This is Section 13.1 of the Arctic Climate Impact Assessment Lead Authors: Hjálmar Vilhjálmsson, Alf Håkon Hoel; Contributing Authors: Sveinn Agnarsson, Ragnar Arnason, James E. Carscadden, Arne Eide, David Fluharty, Geir Hønneland, Carsten Hvingel, Jakob Jakobsson, George Lilly, Odd Nakken,Vladimir Radchenko, Susanne Ramstad,William Schrank, Niels Vestergaard,Thomas Wilderbuer
This chapter identifies the possible effects of climate change on selected fish stocks and their fisheries in the Arctic. Arctic fisheries of selected species are described in the northeast Atlantic (i.e., the Barents and the Norwegian Seas), the waters around Iceland and Greenland, the waters off northeasternCanada, and the Bering Sea (Fig. 13.1). The species discussed are those few circumpolar species (capelin (Mallotus villosus), Greenland halibut (Reinhardtius hippoglossoides), northern shrimp (Pandalus borealis), and polar cod (Boreogadus saida)) and those of commercial importance in specific regions. The latter include Atlantic cod (Gadus morhua), haddock (Melanogrammus aeglefinus), Alaska pollock (Theragra chalcogramma), Pacific cod (Gadus macrocephalus), snow crab (Chionoecetes opilio), plus a number of others. Marine mammals are also considered in this chapter as they form an important component of northern marine ecosystems and several are of commercial importance.

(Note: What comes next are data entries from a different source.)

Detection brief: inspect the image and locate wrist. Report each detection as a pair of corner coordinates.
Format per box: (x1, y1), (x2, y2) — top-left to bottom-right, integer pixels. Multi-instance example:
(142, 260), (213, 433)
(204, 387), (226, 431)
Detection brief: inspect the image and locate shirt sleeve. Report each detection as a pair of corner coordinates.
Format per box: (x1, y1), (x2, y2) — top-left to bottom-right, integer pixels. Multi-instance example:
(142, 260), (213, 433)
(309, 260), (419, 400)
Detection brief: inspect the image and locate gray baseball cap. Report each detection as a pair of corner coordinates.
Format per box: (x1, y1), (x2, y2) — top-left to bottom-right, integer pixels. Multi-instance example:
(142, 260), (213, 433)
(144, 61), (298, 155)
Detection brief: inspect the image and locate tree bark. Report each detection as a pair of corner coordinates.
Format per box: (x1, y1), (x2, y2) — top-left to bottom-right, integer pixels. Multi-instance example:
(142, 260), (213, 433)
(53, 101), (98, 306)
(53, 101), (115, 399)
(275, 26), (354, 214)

This chapter focuses on the effects of climate change on commercial fisheries and the impacts on society as a whole. Chapters 9, 10, and 12 address the implications of fisheries and aquaculture for indigenous peoples.
This chapter is organized such that for each of the four regions the discussion follows a standard format: introduction; ecosystem essentials; fish stocks and fisheries; past climatic variations and their impact on commercial stocks; possible impacts of global warming on fish stocks; the economic and social importance of fisheries; past economic and social impacts of climate change on fisheries; economic and social impacts of global warming: possible scenarios; and ability to cope with change. The chapter concludes with a synthesis of the regional assessments of the impacts of climate change on arctic fisheries and societies, and with research recommendations.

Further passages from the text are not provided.